Relationship between AI, ML, and DL. Created based on information from [4,8,9,10].

Table 1

Important AI-related terms and definitions.

Term	Description	References
Machine learning (ML)	Process by which an algorithm encodes statistical regularities from a database of examples into parameter weights for future predictions	[11]
Deep learning (DL)	Multilayered complex ML platform comprised of numerous computational layers able to make accurate predictions	[6]
Supervised learning	Training an ML algorithm using previously labeled training examples, consisting of inputs and desired outputs provided by an expert	[7,11]
Unsupervised learning	When an ML algorithm discovers hidden patterns or data groupings without the need for human intervention	[11]
Reinforcement learning	Learning strategies towards acting optimally in certain situations with respect to a given criterion; such an algorithm obtains feedback on its performance by comparison with this criterion through reward values during training	[7]
Model	A trained ML algorithm that can make predictions from unseen data	[11]
Training	Feeding an ML algorithm with examples from a training dataset towards deriving useful parameters for future predictions	[11]
Features	Components of a dataset describing the characteristics of the studied observations	[1]
Decision tree	Nonparametric supervised learning method visualized as a graph representing the choices and their outcomes in the form of a tree; each tree consists of nodes (attributes in the group to be classified) and branches (values that a node can take)	[12,13]
Random forest	Ensemble classification technique that uses “parallel ensembling”, fitting several decision tree classifiers in parallel on dataset subsamples	[13]
Naïve Bayes (NB)	Classification technique assuming independence among predictors (i.e., assumes that the presence of a feature in the class is unrelated to the presence of any other feature)	[12]
Logistic regression	Algorithm using a logistic function to estimate probabilities that can overfit high-dimensional datasets, being suitable for datasets that can be linearly separated	[13]
K-nearest neighbors (KNN)	“Instance-based learning” or a non-generalizing learning algorithm that does not focus on constructing a general internal model but, rather, stores all instances corresponding to the training data in an n-dimensional space and classifies new data points based on similarity measures	[13]
Support vector machine (SVM)	Supervised learning model that can efficiently perform linear and nonlinear classifications, implicitly mapping their inputs into high-dimensional feature spaces	[12]
Boosting	Family of algorithms converting weak learners (i.e., classifiers) to strong learners (i.e., classifiers that are arbitrarily well-correlated with the true classification) towards decreasing the bias and variance	[12]
Artificial neural network (ANN)	An ML technique that processes information in an architecture comprising many layers (“neurons”), each inter-neuronal connection extracting the desired parameters incrementally from the training data	[6,11]
Deep neural network (DNN)	A DL architecture with multiple layers between the input and output layers	[11]
Convolutional neural network (CNN)	A class of DNN displaying connectivity patterns similar to the connectivity patterns and image processing in the visual cortex	[11]
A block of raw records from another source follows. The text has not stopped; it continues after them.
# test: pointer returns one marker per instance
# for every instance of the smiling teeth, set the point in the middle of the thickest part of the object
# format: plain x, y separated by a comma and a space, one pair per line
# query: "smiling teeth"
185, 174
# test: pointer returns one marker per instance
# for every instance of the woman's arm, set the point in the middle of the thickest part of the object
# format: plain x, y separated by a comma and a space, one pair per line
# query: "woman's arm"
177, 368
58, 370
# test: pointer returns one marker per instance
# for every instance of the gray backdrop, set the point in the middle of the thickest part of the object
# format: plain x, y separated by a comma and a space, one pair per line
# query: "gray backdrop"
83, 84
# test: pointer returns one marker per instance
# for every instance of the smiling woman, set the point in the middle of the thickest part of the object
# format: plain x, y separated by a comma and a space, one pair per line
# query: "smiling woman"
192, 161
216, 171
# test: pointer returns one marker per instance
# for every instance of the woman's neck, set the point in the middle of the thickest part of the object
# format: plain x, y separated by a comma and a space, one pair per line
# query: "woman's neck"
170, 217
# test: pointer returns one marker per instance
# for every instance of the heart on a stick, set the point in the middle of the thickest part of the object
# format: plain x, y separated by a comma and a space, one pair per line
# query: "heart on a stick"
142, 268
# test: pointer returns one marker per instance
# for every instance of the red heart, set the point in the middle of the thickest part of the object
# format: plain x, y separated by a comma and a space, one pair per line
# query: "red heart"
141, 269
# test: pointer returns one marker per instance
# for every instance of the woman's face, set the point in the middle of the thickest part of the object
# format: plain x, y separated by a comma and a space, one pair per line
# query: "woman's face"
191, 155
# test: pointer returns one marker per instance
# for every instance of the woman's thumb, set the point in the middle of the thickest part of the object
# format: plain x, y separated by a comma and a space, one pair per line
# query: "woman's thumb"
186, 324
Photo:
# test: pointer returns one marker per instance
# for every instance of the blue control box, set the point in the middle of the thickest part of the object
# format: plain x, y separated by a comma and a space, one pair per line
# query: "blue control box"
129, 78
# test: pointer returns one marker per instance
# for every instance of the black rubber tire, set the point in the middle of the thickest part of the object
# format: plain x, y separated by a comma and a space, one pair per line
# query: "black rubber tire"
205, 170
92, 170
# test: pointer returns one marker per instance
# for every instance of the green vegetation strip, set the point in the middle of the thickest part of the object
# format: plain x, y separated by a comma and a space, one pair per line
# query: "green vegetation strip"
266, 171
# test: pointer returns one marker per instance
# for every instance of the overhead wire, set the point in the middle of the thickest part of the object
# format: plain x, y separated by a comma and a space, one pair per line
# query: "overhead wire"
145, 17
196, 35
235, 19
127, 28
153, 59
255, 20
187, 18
In recent years, AI has attracted more and more research interest in medicine, being investigated for a plethora of applications. Numerous studies have evaluated various aspects of the healthcare system, reporting the progress in AI involvement in the prevention, screening, and treatment of diseases and prediction of the prognosis [14,15]. In this context, the present paper thoroughly reviews the most recent potential clinical applications of AI in the fields of cardiology, neurology, oncology, hematology, nephrology, gastroenterology, hepatology, orthopedics, and rheumatology, further focusing on the challenges that limit their introduction to clinical practice. More specifically, this work reviews English language research articles in the fields published in the last 5 years (2018–2022). Studies were retrieved from the Science Direct and Google Scholar databases using combinations between the following keywords: “artificial intelligence”, “machine learning”, “deep learning”, “clinical applications”, “prediction”, “diagnosis”, “screening”, “treatment”, “prognosis”, “cardiology”, “neurology”, “oncology”, “cancer”, “hematology”, “nephrology”, “gastroenterology”, “hepatology”, “orthopedics”, and “rheumatology”. The relevant search results were manually selected; the papers were analyzed and discussed in the main text of the review; and the studies for which at least one of the following performance metrics was available, namely accuracy, precision, sensitivity, specificity, or correlation between the automated and manual measurements, were additionally summarized in a series of tables. The choice of the included medical specialties was based on the available literature data, as other areas were not as explored in recent years or remained at the level of hypothesis/opinion papers.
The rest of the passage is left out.